Evaluations connect prompts, datasets, and evaluators. They answer a practical question: “Does this prompt version satisfy the criteria we care about across the cases we care about?”
When to run evaluations
Run evaluations:
- Before deploying a prompt.
- After changing model, provider, messages, variables, schema, or tools.
- After approving an Improve candidate through Edit & approve.
- After adding new regression rows.
- After changing evaluator criteria.
- Before promoting a version from staging to production.
For high-risk workflows, make evaluations part of release review rather than a one-off debugging step.
Run an evaluation
Open the prompt
Open the prompt you want to test.
Open Evaluate
Go to the prompt’s evaluation workflow.
Select datasets and evaluators
Choose the dataset rows and active evaluators that define the test.
Run the evaluation
Start the run and wait for row-level results.
Review failures
Inspect failing rows, evaluator reasons, output, cost, latency, and token usage.
Read evaluation results
Review results at three levels:
| Level | What to inspect |
|---|
| Run summary | Overall pass rate, score, cost, latency, and whether the run is good enough for release. |
| Evaluator result | Which rule failed, why it failed, and whether the evaluator itself looks reliable. |
| Dataset row | The exact input, expected behavior, actual output, and row metadata. |
Use row-level failures to decide whether the prompt, dataset, evaluator, or product expectation needs to change.
Distinguish prompt failures from test failures
Not every failing evaluation means the prompt is wrong.
| Failure type | What to do |
|---|
| Prompt output is wrong | Fix the prompt, tool instructions, schema, or model settings. |
| Evaluator is too broad | Rewrite the rubric or split it into narrower evaluators. |
| Dataset row is stale | Update or archive the row. |
| Expected value is wrong | Fix the expected output or label. |
| Tool/backend failure | Inspect traces or backend logs before changing prompt text. |
| Provider/model issue | Compare with another model or review provider status. |
Use continuous evaluation
Continuous evaluation scores production traces when configured. Results can appear in Traces and aggregate into Monitor.
Use continuous evaluation when:
- The requirement is important after deployment.
- Production inputs differ from test datasets.
- You need quality signals next to latency, cost, and traffic.
- Improve should have strong regression checks.
Sampling can reduce cost for high-volume traffic. Choose a sample rate that gives useful signal without making every request expensive.
Connect evaluation failures to other workflows
After a failed evaluation:
- Add the case to a regression dataset if it represents a real risk.

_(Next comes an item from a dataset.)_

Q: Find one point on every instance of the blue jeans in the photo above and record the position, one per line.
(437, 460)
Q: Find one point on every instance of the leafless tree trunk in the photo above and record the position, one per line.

- Open related production traces if the issue appears live.
- Check Behaviors to see whether the pattern is recurring.
- Start an Improve cycle if the fix belongs in prompt behavior.
- Update deployment notes if the failure blocks release.
Evaluation review checklist
Before calling an evaluation run “passing”:
- The dataset represents current product behavior.
- The evaluator criteria match the release goal.
- Failing rows are understood or fixed.
- Cost and latency are acceptable.
- Results are not driven by a single noisy evaluator.
- The prompt version being evaluated is the version you intend to deploy.
Keep a small, trusted golden dataset for release gates and a broader exploratory dataset for discovery. Mixing the two makes releases harder to reason about.